After accidentally ripping the pages of his father’s favorite book, a pensive, heavy-hearted boy leaves his cozy, warm house to ski through the snow. There, in the quiet and the cold, he stumbles upon a small stage that’s all lit up—a tiny snow theater, with tiny snow people and tiny ballerinas—that soon transforms into a large snow theater, presided over by the majestic snow queen.

As the boy joins the chorus of snow children, the snow queen lifts up her arms and snow falls and falls and falls, until all the boy can see is white—a snowstorm! And it’s at that precise moment that the boy’s father, who let his son go off alone but never lost track of him, is there to take his hand as they return home together.

Picture Book
Anything

Author: Rebecca Stead

Illustrator: Gracey Zhang

Genre: picture book

Setting: a new apartment on moving day

Themes: moving day, fathers and daughters, wishes, memories, sensory language, social-emotional learning (SEL)

Protagonist: young girl and her father, skin for both is the white of the page

Recommended for: PreS-Grade 3

Starred Reviews: Booklist, Hornbook, Kirkus, Publishers Weekly, SLJ

PUBLISHER’S SUMMARY

What’s more powerful than a secret wish? A wish you say out loud.

Anything paints a tender picture of a father and daughter moving into a new home. Dad brings a birthday cake for the new apartment to celebrate their new beginning and tells his daughter she can wish for anything (or, more precisely, “three Anythings”).

Over the course of the day, she wishes for some of her favorite things, including a rainbow and “the biggest slice of pizza in the whole world.”

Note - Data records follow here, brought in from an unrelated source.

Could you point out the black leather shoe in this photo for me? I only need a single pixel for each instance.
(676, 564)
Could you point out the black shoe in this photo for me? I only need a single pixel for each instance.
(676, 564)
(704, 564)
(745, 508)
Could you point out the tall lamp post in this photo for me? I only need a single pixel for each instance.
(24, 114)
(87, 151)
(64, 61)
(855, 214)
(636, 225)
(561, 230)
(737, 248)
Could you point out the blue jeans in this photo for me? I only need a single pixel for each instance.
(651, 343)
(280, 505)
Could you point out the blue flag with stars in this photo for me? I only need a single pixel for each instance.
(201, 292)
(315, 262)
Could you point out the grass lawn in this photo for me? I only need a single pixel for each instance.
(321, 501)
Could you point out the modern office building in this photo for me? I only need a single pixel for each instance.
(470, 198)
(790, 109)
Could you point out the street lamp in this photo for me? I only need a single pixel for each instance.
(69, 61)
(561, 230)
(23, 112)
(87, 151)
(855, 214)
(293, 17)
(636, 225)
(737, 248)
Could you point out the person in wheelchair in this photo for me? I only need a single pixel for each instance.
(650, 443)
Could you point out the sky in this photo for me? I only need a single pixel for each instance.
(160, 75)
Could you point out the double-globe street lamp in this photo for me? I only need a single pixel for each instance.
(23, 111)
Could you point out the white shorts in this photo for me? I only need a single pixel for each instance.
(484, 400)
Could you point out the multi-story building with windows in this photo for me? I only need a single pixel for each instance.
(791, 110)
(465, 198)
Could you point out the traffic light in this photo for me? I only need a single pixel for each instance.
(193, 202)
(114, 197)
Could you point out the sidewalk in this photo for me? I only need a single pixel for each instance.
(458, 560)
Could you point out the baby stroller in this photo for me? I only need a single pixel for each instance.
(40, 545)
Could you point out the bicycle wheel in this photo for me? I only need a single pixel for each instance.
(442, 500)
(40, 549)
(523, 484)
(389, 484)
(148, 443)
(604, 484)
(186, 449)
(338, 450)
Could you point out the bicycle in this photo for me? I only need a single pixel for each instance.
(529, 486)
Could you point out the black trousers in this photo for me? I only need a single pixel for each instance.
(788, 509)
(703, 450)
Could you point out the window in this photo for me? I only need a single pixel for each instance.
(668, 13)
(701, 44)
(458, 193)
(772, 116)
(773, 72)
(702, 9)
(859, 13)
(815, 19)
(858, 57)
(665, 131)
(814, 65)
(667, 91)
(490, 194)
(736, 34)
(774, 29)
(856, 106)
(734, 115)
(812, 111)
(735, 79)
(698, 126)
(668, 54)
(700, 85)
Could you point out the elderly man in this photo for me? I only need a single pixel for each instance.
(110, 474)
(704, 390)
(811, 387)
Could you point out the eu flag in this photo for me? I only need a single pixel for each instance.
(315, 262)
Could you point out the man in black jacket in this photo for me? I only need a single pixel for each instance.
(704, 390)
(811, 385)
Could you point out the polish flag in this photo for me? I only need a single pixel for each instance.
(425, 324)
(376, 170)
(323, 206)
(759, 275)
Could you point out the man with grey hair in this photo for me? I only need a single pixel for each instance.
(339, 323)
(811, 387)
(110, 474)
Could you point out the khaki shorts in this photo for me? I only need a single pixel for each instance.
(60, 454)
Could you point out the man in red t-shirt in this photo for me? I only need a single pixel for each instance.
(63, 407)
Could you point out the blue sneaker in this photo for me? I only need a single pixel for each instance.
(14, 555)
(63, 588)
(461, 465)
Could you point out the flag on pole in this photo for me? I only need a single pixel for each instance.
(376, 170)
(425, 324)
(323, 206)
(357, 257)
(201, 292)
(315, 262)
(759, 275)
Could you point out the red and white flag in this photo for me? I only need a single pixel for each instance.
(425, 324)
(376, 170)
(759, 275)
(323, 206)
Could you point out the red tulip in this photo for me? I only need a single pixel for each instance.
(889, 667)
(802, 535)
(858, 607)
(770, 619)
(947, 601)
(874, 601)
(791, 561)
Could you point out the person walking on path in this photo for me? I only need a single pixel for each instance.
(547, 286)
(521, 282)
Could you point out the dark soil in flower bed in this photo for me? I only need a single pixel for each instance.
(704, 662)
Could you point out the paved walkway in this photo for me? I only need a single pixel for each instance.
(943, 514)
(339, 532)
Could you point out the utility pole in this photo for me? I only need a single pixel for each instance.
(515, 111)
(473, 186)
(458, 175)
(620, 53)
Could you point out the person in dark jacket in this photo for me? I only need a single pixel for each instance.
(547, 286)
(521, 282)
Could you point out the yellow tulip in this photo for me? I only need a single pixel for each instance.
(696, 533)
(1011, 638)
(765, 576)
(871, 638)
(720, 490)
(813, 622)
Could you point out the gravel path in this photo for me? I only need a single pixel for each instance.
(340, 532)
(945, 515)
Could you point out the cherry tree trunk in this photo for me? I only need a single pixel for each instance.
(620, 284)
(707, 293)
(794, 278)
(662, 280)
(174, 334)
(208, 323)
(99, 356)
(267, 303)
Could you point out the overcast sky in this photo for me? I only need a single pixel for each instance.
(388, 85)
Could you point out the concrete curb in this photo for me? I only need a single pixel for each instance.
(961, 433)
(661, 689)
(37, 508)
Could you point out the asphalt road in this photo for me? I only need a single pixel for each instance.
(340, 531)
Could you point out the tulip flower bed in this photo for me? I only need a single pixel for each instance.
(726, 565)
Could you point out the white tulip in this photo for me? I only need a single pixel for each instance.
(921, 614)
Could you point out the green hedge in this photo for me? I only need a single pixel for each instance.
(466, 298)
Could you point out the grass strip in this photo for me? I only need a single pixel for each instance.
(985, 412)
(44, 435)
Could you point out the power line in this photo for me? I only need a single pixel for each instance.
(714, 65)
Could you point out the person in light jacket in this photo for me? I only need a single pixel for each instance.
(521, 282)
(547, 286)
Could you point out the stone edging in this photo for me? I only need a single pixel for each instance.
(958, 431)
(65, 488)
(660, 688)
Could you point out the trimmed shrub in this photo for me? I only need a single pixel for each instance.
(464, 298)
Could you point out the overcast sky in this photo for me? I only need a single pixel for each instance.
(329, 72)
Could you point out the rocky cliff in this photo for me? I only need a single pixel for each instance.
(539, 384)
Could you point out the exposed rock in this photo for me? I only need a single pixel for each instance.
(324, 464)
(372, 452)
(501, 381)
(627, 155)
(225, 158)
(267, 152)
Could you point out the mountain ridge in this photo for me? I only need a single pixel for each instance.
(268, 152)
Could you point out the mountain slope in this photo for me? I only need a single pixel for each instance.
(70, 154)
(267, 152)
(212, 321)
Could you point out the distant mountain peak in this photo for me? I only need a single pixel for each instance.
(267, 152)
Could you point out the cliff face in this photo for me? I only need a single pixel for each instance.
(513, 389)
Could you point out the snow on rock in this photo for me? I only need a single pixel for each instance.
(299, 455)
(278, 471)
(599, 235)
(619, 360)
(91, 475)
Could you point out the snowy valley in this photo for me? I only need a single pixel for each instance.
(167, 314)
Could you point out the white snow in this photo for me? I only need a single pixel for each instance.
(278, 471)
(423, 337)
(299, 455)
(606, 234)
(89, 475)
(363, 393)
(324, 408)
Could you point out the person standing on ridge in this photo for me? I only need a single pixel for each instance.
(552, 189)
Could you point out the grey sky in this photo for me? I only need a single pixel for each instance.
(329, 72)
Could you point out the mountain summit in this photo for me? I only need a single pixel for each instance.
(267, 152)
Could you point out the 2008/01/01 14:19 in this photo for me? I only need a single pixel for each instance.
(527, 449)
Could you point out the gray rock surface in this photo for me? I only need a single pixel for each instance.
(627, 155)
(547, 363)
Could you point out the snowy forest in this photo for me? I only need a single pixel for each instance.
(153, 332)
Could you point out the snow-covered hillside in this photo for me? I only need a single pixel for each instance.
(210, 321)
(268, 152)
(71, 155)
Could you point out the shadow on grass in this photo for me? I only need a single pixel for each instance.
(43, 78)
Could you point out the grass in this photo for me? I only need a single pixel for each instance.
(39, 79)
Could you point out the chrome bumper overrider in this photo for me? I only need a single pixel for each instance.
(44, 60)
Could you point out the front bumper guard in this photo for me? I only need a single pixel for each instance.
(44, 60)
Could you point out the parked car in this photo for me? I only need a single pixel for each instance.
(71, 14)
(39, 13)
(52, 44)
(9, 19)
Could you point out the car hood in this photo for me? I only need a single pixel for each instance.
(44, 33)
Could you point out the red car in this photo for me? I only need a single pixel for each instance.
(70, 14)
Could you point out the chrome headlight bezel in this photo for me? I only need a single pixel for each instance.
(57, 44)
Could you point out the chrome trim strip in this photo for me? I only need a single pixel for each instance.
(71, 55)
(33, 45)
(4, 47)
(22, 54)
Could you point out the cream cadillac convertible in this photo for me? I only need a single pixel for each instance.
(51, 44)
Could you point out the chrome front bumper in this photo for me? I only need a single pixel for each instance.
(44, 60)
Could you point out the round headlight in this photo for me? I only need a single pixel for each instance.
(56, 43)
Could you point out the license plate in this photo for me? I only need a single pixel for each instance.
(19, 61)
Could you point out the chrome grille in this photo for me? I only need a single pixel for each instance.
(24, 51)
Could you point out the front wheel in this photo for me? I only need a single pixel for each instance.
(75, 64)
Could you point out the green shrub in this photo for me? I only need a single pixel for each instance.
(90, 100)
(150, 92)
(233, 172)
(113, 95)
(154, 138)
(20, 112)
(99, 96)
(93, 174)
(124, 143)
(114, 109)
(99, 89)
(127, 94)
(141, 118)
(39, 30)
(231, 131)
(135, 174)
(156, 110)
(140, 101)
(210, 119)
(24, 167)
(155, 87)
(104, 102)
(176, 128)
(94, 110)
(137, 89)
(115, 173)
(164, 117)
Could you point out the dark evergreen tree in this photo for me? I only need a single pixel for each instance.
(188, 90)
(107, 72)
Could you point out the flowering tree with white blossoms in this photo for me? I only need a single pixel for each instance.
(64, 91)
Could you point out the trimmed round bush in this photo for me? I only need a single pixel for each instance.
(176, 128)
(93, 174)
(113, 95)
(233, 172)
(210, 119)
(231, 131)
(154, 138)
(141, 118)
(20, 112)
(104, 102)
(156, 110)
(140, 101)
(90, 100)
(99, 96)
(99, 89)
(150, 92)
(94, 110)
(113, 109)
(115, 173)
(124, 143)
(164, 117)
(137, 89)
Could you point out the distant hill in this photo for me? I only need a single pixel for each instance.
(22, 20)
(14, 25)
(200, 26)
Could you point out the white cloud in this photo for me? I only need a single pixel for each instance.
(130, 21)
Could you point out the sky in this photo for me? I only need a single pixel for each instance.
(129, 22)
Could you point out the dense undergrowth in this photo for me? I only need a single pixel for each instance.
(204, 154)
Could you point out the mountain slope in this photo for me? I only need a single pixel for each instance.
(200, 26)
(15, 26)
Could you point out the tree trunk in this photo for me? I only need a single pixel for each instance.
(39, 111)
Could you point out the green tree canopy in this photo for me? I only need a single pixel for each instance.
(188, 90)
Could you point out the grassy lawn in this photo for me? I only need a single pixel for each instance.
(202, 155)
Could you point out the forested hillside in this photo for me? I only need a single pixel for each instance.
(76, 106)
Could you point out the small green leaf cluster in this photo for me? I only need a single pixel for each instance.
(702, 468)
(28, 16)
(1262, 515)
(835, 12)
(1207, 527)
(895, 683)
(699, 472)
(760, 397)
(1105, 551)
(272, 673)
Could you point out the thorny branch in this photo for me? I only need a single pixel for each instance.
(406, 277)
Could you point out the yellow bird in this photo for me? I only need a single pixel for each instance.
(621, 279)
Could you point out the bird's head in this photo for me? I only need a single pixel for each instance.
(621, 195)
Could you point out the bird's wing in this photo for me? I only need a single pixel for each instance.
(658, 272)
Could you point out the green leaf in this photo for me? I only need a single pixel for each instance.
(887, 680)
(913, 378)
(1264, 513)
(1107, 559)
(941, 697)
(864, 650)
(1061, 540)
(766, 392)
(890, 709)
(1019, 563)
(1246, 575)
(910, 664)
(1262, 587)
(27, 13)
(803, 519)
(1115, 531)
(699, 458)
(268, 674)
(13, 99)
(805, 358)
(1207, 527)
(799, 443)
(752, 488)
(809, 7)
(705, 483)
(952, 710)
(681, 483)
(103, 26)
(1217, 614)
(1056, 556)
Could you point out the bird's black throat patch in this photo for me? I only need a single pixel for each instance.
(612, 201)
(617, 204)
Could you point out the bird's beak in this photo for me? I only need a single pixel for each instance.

But she keeps some of her wishes inside. Because what she really wants is to go back home to their old apartment, with its big blue bathtub and space in the closet for hide-and-seek. When she finally admits this last wish, her dad takes her on a journey, and by the book’s final pages, she is home . . . in every way that matters.

Picture Book
Aggie and the Ghost

Author and Illustrator: Matthew Forsythe

Genre: picture book

Setting: haunted house

Themes: ghosts, tic-tac-toe, haunted houses, setting up house rules, sharing spaces with others, being considerate of others, friendship

Protagonist: young girl, pale-skinned

Recommended for: PreS-Grade 3

Starred Reviews: Booklist, Kirkus, and Publishers Weekly

PUBLISHER’S SUMMARY

Aggie is very excited to live on her own—until she finds out her new house is haunted. But no fear, the situation is nothing that can’t be fixed with a carefully considered list of rules: No haunting after dark. No stealing socks. No eating all the food.

But the ghost doesn’t like playing by the rules and challenges Aggie to an epic game of tic-tac-toe—winner gets the house.